Der Neugeborene ist zum Glück gesund. Seine Mutter sagt: «Schon als Neugeborenes hat er bemerkenswerte Stärke bewiesen. Er trotzte den israelischen Bombardements und dem Mangel an Nahrung und medizinischer Grundversorgung, um auf die Welt zu kommen.»
Israel-Krieg: Fast ohne medizinische Versorgung täglich 100 Geburten
Ähnlich wie Hanan geht es vielen Palästinenserinnen. Die Spitäler sind mit Kriegsverletzten völlig überlastet, nur acht von 36 sind noch funktionstüchtig. Täglich werden in Gaza ungefähr 100 Kinder geboren, berichtet die UNO.

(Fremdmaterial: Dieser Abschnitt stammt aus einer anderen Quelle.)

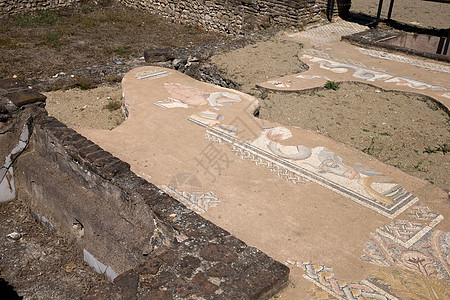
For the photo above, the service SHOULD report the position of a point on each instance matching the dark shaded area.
(7, 291)
(426, 45)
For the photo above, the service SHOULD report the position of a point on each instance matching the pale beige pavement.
(304, 199)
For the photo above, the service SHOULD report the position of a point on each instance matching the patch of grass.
(53, 40)
(113, 105)
(384, 133)
(331, 85)
(41, 18)
(444, 148)
(8, 43)
(371, 148)
(429, 150)
(263, 95)
(86, 8)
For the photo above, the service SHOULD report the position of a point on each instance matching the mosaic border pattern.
(299, 175)
(407, 233)
(323, 277)
(200, 202)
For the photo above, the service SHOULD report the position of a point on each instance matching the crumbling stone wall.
(16, 6)
(150, 245)
(237, 16)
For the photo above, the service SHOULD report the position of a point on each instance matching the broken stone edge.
(207, 263)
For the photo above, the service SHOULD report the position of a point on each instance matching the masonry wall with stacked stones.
(123, 224)
(17, 6)
(237, 16)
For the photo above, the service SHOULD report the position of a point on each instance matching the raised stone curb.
(204, 261)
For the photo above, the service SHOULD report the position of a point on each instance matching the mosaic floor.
(348, 226)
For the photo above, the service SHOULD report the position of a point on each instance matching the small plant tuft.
(122, 51)
(84, 83)
(444, 148)
(113, 105)
(331, 85)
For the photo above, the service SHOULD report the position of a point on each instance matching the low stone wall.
(17, 6)
(237, 16)
(149, 245)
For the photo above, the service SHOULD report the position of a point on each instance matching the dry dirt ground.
(40, 44)
(413, 137)
(43, 44)
(427, 14)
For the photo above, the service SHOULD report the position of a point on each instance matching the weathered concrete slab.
(298, 196)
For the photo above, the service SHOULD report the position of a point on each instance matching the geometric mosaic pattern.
(404, 59)
(199, 202)
(372, 75)
(323, 277)
(428, 256)
(406, 233)
(297, 173)
(423, 213)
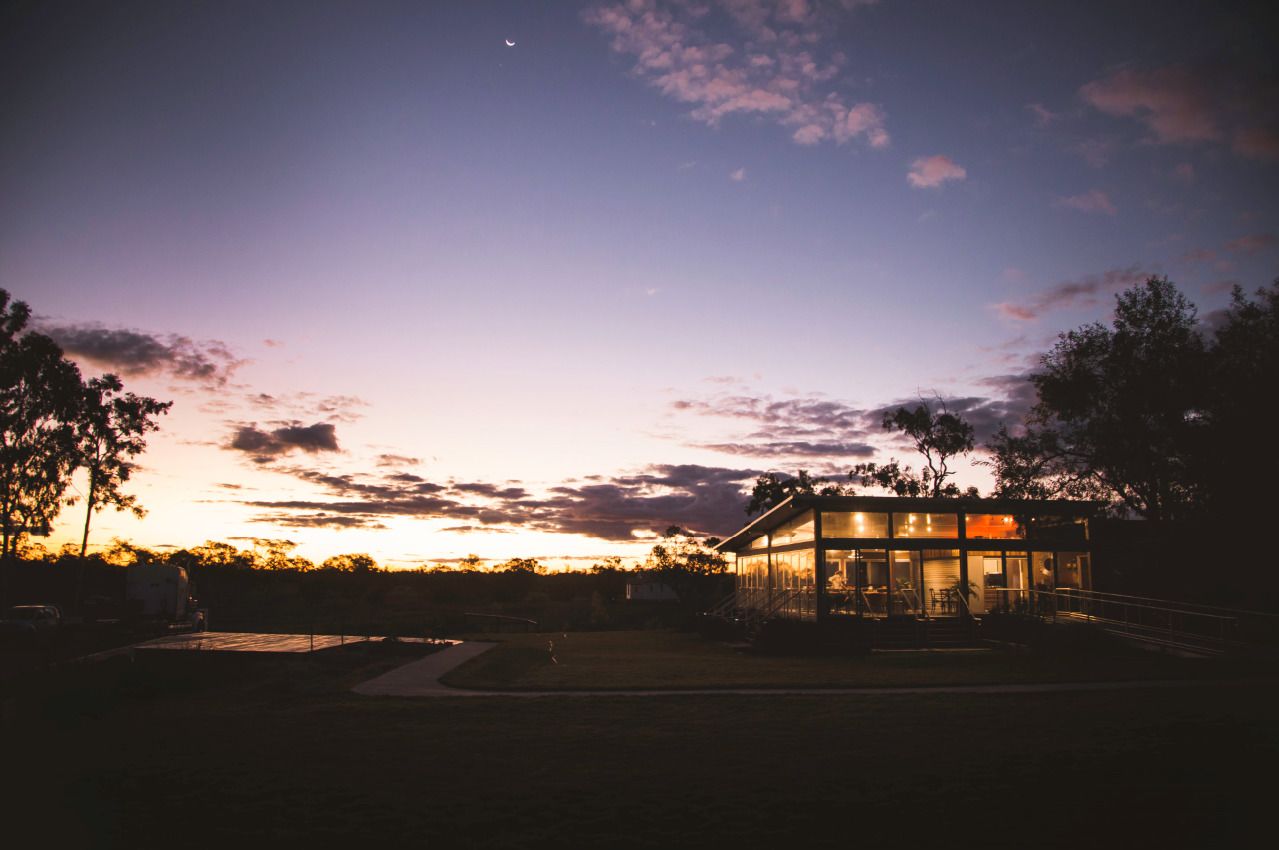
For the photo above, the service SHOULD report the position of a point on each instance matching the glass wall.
(872, 582)
(794, 577)
(904, 575)
(926, 525)
(1041, 570)
(1072, 570)
(840, 579)
(994, 527)
(797, 531)
(853, 524)
(986, 577)
(940, 569)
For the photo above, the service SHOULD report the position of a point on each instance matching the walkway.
(422, 679)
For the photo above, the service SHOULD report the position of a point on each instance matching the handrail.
(724, 605)
(963, 600)
(1188, 605)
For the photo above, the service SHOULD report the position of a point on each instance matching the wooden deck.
(248, 642)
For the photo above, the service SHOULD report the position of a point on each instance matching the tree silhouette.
(40, 400)
(1121, 412)
(939, 437)
(111, 431)
(771, 490)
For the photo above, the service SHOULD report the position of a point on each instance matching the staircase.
(911, 633)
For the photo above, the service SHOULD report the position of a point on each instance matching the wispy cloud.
(931, 171)
(1085, 292)
(706, 500)
(264, 446)
(770, 60)
(1190, 105)
(1041, 114)
(1092, 201)
(1251, 244)
(140, 353)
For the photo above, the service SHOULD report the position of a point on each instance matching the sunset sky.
(421, 294)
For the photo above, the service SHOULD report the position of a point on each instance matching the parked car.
(31, 620)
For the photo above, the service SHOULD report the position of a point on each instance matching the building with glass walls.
(814, 557)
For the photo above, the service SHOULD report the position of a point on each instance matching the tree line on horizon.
(1156, 416)
(54, 423)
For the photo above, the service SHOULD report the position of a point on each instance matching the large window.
(752, 571)
(853, 524)
(986, 580)
(794, 575)
(1043, 570)
(797, 531)
(925, 524)
(1072, 570)
(993, 527)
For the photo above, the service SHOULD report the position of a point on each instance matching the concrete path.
(422, 679)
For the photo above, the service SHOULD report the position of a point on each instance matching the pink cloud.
(1251, 244)
(1091, 201)
(780, 68)
(1183, 105)
(1174, 102)
(1085, 292)
(1043, 115)
(1256, 143)
(1199, 255)
(931, 171)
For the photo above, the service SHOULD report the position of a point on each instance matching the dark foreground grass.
(673, 660)
(195, 752)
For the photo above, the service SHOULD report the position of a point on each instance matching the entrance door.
(906, 595)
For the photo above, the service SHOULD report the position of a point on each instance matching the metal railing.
(1160, 621)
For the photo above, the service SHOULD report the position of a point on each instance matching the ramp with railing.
(1177, 625)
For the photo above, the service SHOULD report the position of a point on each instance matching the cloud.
(1252, 243)
(267, 445)
(803, 428)
(1095, 151)
(1043, 115)
(792, 449)
(397, 460)
(1176, 104)
(773, 63)
(706, 500)
(1219, 286)
(1085, 292)
(1092, 201)
(1197, 256)
(310, 405)
(1256, 143)
(931, 171)
(1193, 105)
(138, 353)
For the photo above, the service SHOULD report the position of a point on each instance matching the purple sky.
(422, 294)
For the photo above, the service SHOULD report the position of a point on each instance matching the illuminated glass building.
(816, 557)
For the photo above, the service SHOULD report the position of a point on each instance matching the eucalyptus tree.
(939, 437)
(40, 403)
(110, 432)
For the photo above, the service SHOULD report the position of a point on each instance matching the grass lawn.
(641, 660)
(195, 749)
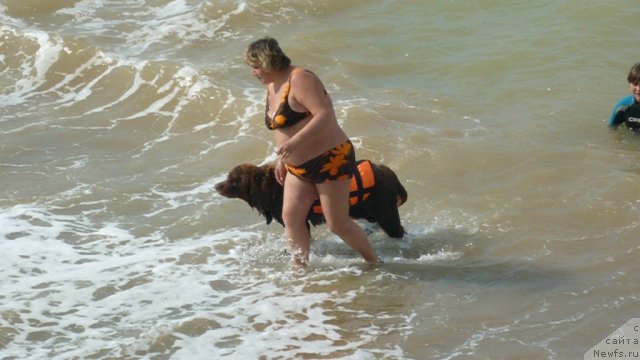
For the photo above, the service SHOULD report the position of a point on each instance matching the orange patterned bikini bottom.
(338, 163)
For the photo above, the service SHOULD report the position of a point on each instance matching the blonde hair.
(266, 54)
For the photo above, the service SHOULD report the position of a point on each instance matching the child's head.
(634, 74)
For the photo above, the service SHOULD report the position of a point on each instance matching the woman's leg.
(299, 195)
(334, 197)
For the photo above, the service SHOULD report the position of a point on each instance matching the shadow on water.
(453, 256)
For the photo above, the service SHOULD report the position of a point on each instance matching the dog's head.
(255, 185)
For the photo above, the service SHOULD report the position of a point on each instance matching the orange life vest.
(362, 182)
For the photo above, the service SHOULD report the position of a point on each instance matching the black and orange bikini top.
(284, 116)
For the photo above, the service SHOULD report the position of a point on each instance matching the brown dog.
(257, 186)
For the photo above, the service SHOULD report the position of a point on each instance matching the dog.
(376, 199)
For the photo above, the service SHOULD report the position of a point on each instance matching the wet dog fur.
(257, 186)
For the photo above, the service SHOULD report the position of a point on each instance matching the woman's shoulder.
(303, 77)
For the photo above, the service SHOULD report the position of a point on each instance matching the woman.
(627, 110)
(311, 147)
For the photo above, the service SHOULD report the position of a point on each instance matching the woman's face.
(258, 72)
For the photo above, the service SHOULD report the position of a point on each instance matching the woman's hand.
(280, 172)
(284, 151)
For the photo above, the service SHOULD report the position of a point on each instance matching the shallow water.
(118, 117)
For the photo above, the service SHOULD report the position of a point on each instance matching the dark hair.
(266, 54)
(634, 74)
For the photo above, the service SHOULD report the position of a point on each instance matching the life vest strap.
(362, 183)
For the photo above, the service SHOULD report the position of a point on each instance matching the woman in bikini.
(311, 147)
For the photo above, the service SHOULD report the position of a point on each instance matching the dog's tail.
(402, 194)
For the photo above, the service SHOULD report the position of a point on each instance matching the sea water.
(117, 118)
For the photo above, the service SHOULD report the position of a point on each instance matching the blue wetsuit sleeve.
(622, 104)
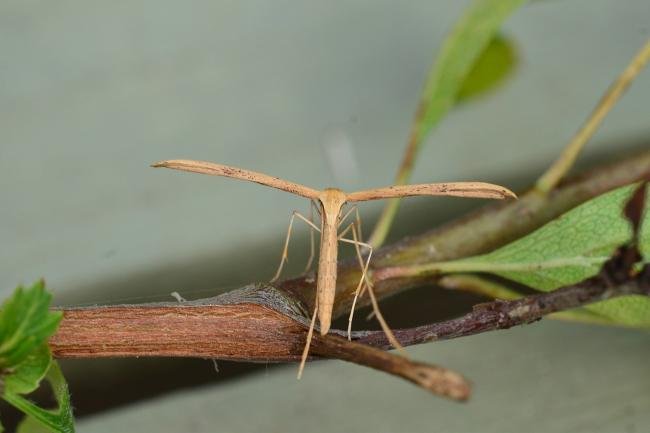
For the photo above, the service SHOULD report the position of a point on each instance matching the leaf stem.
(565, 161)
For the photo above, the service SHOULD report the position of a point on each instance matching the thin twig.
(565, 161)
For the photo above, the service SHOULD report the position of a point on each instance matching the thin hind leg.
(285, 250)
(373, 299)
(310, 335)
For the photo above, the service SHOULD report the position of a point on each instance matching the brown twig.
(267, 323)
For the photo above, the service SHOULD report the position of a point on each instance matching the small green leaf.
(59, 420)
(570, 249)
(496, 63)
(458, 57)
(25, 324)
(26, 376)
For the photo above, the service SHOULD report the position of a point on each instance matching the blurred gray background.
(317, 92)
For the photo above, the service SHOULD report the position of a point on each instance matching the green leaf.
(59, 420)
(27, 375)
(459, 55)
(25, 324)
(570, 249)
(496, 63)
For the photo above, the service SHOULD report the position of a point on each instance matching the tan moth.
(329, 203)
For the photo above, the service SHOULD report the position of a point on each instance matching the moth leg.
(310, 335)
(285, 250)
(312, 247)
(373, 299)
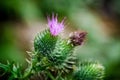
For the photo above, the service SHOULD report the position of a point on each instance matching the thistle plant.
(53, 58)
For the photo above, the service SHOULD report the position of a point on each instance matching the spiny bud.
(77, 38)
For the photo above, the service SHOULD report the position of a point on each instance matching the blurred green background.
(20, 20)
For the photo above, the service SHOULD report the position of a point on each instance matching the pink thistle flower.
(55, 26)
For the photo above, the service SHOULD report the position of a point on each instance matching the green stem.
(50, 75)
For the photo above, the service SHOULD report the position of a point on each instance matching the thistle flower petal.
(55, 26)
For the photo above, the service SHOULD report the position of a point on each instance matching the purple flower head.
(55, 26)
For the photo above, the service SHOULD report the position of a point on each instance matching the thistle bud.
(77, 38)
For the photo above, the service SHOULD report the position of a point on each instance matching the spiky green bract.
(44, 42)
(89, 71)
(53, 47)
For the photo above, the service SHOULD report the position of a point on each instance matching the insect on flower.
(55, 26)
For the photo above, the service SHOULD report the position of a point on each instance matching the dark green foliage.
(89, 71)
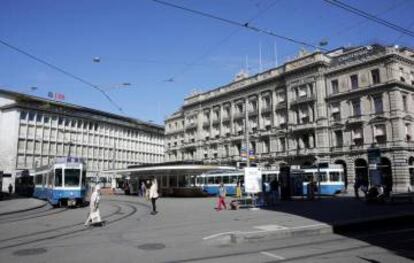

Die üblichen Tests für Neugeborene können die wenigsten machen – es fehlt an Nahrung, Wasser und medizinischer Grundversorgung.
Hanan ist in Syrien aufgewachsen, schreibt der «Guardian». Um dem Bürgerkrieg dort zu entkommen, ist sie nach Gaza geflohen – nur um im Israel-Krieg zu landen. Ihre Hoffnung scheint aber unermüdlich: «Ich habe meinen Sohn Ward genannt – das bedeutet ‹Blumen›. Ich hoffe, er wird eine Zukunft haben, die so schön ist wie Rosen.»